Final answer:
The construction of a 99% confidence interval for the population variance involves using the chi-square distribution and degrees of freedom, which is not accurately reflected in the multiple-choice options given.
Step-by-step explanation:
The question concerns constructing a 99% confidence interval for the population variance of the weights of mattresses given a sample variance of 1.48 from 6 randomly selected mattresses. To find the confidence interval for the variance, we use the chi-square distribution since the sample size is small.
Firstly, we need to determine the chi-square values that correspond to the 99% confidence interval for our degrees of freedom, which is n-1 in this case. For 6 mattresses, our degrees of freedom would be 5. Using a chi-square distribution table or calculator, we find the critical values for the lower and upper tails of the distribution that capture 99% of the middle area.

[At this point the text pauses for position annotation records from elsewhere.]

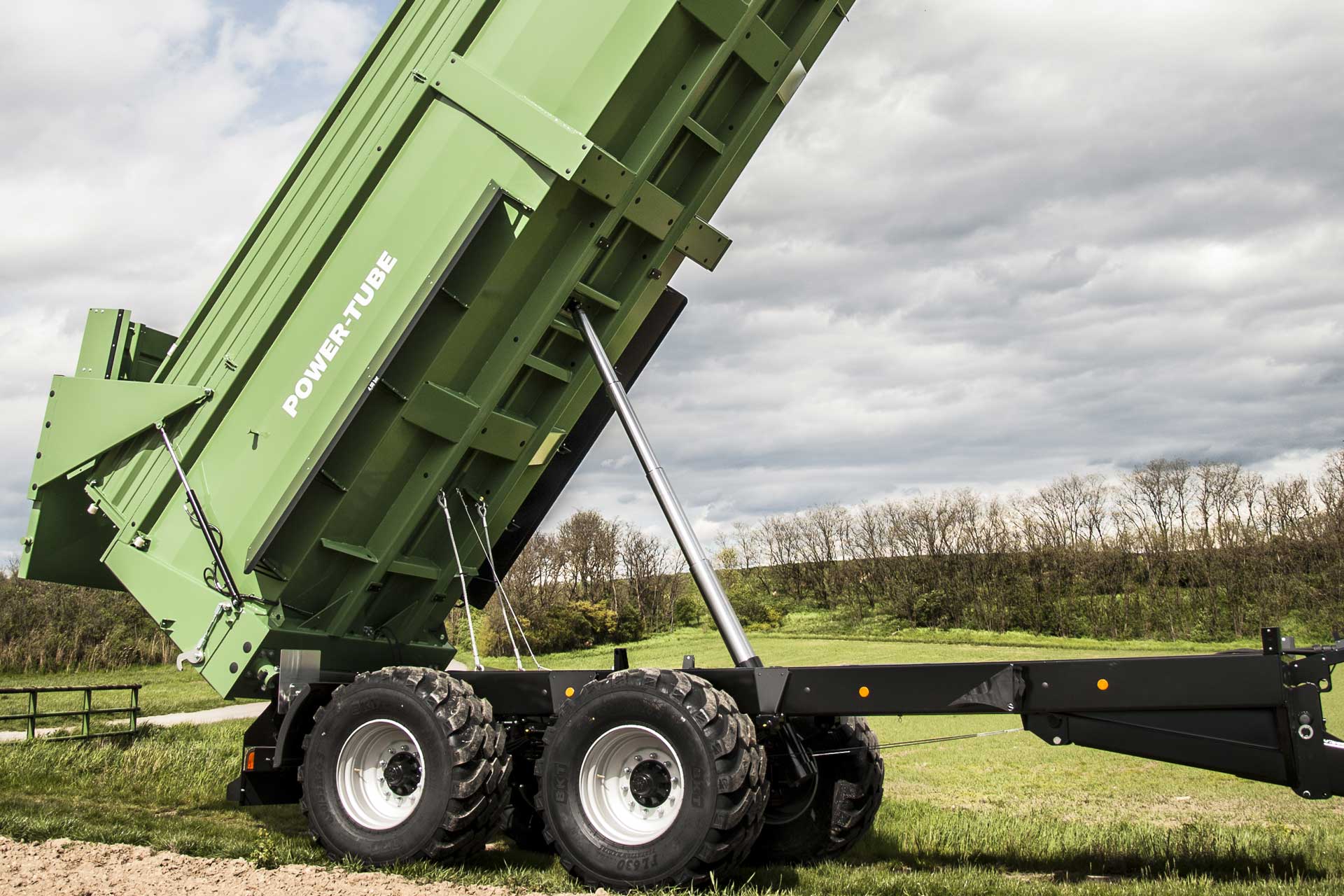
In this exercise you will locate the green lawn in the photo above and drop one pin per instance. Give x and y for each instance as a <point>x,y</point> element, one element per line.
<point>1003,814</point>
<point>164,690</point>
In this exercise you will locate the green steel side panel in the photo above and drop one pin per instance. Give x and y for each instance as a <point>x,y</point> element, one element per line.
<point>86,418</point>
<point>394,324</point>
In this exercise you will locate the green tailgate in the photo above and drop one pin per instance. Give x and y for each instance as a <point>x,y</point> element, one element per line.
<point>394,323</point>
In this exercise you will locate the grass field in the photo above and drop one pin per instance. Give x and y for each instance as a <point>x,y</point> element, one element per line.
<point>1004,814</point>
<point>164,690</point>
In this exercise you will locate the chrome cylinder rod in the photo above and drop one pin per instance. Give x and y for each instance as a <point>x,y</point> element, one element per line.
<point>724,617</point>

The formula to calculate the confidence interval for the variance is given by:
- Variance Lower Limit = (n-1) * s^2 / χ^2 upper
- Variance Upper Limit = (n-1) * s^2 / χ^2 lower
Where n is the sample size, s^2 is the sample variance, and χ^2 lower and χ^2 upper are the chi-square values for the lower and upper critical values, respectively.
After computing these, we can find the range that constitutes the confidence interval for the population variance, and it will not be simply ±0.26, ±0.60, ±1.82, or ±3.66; it needs to be computed specifically using the chi-square critical values. Therefore, none of the multiple-choice options provided (a, b, c, d) are accurate as they do not reflect the correct calculation methodology for a confidence interval of a variance.